RAISE-4 (RApid Innovative payload demonstration SatellitE-4) is a smallsat for technology demonstration developed by Mitsubishi Heavy Industries (MHI). Part of the Japanese space agency JAXA's Innovative Satellite Technology Demonstration Program, RAISE-4 carries multiple technologies that were selected for in-orbit demonstration. RAISE-4 was launched on a dedicated Electron rocket flight, 'Raise And Shine' in December 2025.

==Overview==
RAISE-4 is a reflight of the RAISE-3 satellite which was launched by an Epsilon rocket on 12 October 2022 but failed to reach orbit. As with RAISE-3, RAISE-4 was developed by MHI, the prime contractor of Japan's H-IIA and H3 rockets. MHI also previously developed Z-Sat, a satellite launched in 2021 as part of the Innovative Satellite Technology Demonstration-2 mission. RAISE-4 is operated from MHI's Nagoya Guidance & Propulsion Systems Works plant in Komaki, Aichi.

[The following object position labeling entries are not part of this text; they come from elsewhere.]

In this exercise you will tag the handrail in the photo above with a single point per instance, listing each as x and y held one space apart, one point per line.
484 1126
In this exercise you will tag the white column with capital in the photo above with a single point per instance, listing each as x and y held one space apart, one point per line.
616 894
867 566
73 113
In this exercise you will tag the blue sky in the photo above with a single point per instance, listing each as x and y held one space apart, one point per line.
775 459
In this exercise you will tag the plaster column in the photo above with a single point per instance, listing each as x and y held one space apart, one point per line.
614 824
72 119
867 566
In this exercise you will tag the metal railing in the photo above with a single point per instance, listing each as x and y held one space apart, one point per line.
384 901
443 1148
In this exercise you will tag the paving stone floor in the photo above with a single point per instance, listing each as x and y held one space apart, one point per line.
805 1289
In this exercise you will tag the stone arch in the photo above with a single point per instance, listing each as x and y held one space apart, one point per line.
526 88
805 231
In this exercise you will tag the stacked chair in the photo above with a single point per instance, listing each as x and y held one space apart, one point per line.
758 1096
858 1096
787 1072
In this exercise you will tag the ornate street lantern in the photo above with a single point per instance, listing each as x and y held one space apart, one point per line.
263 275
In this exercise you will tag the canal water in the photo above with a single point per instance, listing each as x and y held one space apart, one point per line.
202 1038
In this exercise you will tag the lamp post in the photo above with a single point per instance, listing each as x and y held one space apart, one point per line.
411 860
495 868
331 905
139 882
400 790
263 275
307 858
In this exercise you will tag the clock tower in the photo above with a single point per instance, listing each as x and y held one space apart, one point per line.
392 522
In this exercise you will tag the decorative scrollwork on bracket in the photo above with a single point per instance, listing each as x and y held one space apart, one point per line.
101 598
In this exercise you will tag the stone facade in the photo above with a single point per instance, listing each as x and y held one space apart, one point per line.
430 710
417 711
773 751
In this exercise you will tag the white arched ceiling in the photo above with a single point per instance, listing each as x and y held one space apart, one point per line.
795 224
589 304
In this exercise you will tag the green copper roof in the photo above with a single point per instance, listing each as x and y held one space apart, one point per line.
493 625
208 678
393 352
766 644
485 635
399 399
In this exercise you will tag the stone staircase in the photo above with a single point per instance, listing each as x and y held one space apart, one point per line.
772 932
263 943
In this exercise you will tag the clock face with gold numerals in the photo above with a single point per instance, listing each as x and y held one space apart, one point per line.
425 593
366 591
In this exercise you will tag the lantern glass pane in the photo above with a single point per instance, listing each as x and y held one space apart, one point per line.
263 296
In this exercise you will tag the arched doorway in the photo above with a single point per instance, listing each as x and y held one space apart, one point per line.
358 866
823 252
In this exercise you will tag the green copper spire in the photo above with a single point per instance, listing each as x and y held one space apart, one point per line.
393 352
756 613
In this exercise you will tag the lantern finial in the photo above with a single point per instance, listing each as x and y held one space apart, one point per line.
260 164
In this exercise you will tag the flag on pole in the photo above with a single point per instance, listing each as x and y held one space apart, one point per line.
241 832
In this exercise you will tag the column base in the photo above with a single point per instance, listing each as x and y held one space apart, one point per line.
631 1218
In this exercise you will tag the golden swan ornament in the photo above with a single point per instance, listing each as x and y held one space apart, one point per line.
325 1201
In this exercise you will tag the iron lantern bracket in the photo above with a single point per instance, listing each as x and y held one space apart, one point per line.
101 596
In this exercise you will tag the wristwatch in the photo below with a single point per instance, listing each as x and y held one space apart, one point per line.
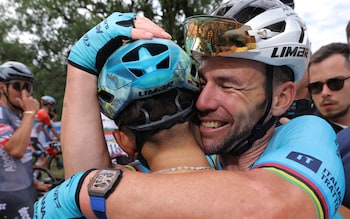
100 187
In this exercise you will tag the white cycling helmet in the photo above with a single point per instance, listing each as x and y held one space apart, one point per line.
267 31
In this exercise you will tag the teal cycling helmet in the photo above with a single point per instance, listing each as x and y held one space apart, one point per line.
48 100
142 69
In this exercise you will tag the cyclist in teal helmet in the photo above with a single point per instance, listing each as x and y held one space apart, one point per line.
147 87
236 94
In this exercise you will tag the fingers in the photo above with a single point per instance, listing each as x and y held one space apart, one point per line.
146 29
284 120
27 102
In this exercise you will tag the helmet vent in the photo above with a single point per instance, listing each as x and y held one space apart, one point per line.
247 14
277 27
163 64
136 72
107 97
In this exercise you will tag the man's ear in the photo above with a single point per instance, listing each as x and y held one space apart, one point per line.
283 97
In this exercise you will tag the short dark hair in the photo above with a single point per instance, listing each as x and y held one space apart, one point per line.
156 107
328 50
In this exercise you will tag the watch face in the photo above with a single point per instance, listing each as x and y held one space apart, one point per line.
103 182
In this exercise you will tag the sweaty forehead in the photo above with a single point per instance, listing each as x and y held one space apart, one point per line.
227 66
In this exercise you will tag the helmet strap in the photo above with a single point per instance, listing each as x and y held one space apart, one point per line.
260 127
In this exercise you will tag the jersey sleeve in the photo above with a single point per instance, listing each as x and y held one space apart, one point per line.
305 153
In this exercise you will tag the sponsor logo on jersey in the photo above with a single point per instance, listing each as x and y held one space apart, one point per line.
306 160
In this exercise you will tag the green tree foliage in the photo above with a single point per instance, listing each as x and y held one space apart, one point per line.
40 33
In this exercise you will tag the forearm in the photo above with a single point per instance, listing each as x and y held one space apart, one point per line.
82 139
220 194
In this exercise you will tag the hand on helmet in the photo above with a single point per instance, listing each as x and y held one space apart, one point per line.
92 50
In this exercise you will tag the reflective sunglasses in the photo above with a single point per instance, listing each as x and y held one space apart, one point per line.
216 36
334 84
21 85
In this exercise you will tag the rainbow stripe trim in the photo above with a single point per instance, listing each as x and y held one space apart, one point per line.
303 183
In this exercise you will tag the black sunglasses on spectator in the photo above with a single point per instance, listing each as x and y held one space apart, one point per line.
334 84
21 85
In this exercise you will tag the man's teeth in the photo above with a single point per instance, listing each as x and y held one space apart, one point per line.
211 124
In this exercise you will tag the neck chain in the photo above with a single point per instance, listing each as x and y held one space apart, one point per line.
190 168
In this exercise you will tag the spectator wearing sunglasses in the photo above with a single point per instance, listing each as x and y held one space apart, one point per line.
329 84
17 111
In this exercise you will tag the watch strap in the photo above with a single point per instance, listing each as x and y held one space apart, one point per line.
100 187
98 205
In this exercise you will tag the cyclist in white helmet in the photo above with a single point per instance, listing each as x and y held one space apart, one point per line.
251 53
42 122
17 111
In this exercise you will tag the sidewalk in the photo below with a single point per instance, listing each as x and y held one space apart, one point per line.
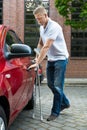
74 118
72 81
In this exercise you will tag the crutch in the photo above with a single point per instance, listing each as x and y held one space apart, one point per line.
37 86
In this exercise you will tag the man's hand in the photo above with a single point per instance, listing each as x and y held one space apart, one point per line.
32 66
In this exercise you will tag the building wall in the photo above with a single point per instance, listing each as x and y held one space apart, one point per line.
13 16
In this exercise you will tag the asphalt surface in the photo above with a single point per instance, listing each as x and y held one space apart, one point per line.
74 118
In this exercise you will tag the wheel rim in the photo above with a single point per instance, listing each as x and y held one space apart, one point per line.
2 124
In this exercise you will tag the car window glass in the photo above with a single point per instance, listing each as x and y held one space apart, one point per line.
12 38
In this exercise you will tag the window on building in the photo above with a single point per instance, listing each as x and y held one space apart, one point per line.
1 8
31 30
78 37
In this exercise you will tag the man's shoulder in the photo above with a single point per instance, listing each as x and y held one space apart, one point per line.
54 24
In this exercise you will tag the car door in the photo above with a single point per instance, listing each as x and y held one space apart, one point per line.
17 78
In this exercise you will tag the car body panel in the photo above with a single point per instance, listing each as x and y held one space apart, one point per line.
16 83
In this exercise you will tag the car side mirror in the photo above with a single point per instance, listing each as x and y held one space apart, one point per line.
18 50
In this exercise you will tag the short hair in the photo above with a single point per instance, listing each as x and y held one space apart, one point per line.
40 9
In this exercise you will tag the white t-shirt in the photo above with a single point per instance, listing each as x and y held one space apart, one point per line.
58 50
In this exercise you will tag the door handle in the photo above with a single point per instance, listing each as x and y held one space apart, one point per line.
8 76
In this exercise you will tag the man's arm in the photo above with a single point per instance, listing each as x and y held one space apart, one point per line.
44 51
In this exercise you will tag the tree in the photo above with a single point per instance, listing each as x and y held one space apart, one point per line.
67 8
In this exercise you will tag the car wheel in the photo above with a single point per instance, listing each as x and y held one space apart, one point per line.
3 123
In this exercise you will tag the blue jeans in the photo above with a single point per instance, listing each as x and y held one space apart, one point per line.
55 80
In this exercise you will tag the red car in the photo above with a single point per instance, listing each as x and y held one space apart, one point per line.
16 83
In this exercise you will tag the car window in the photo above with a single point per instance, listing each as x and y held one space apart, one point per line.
12 38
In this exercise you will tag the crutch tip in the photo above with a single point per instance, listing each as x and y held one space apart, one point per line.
33 116
41 119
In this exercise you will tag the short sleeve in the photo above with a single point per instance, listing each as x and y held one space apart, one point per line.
53 32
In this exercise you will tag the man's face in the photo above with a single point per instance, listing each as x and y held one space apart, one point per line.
41 19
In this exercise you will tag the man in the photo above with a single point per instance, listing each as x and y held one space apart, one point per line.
52 45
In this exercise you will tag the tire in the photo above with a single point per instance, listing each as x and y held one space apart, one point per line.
3 120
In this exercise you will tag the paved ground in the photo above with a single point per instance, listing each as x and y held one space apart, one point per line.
74 118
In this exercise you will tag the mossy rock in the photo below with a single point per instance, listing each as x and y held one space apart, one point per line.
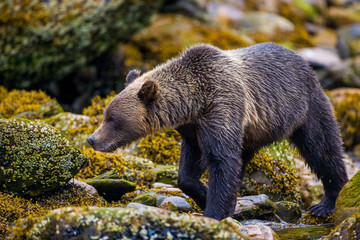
166 174
28 104
74 126
349 229
267 175
346 102
348 201
148 199
126 223
169 34
112 189
37 36
35 158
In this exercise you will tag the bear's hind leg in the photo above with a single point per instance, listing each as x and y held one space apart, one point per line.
190 172
319 142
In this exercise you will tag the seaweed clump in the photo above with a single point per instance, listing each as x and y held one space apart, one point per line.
346 102
27 104
161 147
35 158
272 177
96 110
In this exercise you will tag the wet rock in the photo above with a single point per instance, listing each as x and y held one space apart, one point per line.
270 176
288 211
111 223
348 201
250 207
73 126
87 188
258 232
346 102
112 189
166 174
269 24
320 57
35 158
349 41
148 199
349 229
175 203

The satellite carries eight of the 16 themes that will be tested in Innovative Satellite Technology Demonstration-4. Among them, five are reflights from RAISE-3, one (KIR-X) has its design modified from RAISE-3, and two (CF-CAM and AIRIS) were newly selected to be flown on RAISE-4.

==Spacecraft==
As RAISE-4 was deployed into a different orbit than RAISE-3, the thermal design of the satellite was modified.

==Technologies==
Eight technologies are being tested on board RAISE-4.
- Low Earth orbit satellite MIMO for 920 MHz band IoT platform (LEOMI)
- COTS GPU-based edge-computing for mission systems utilizing model-based systems engineering (GEMINI)
- KIR-X
- Takahashi Denki Seisakusho Pulsed-Plasma Thruster (TDS-PPT)
- Membrane deployment deorbit mechanism (D-SAIL)
- HELIOS-R
- CF-CAM
- Artificial Intelligence Retraining In Space (AIRIS)

===GEMINI===
GEMINI, developed by Mitsubishi Electric (MELCO) is a device that includes a commercial off-the-shelf graphics processing unit (COTS GPU). GEMINI has SAR images preinstalled to replicate a typical Earth observation satellite, and the GPU will format and process the image in orbit before sending it to a ground station. The main goal of GEMINI is to test how a consumer-grade GPU performs in space. During development, recently recruited engineers at MELCO were charged with the designing and testing of the device.

===D-SAIL===
D-SAIL is a deployable sail that uses its large surface area to generate friction with the atmosphere and decrease the orbital speed of the satellite, which allows it to lower altitude, ultimately leading to the satellite's deorbiting and entering Earth's atmosphere. D-SAIL was developed by Axelspace Corporation.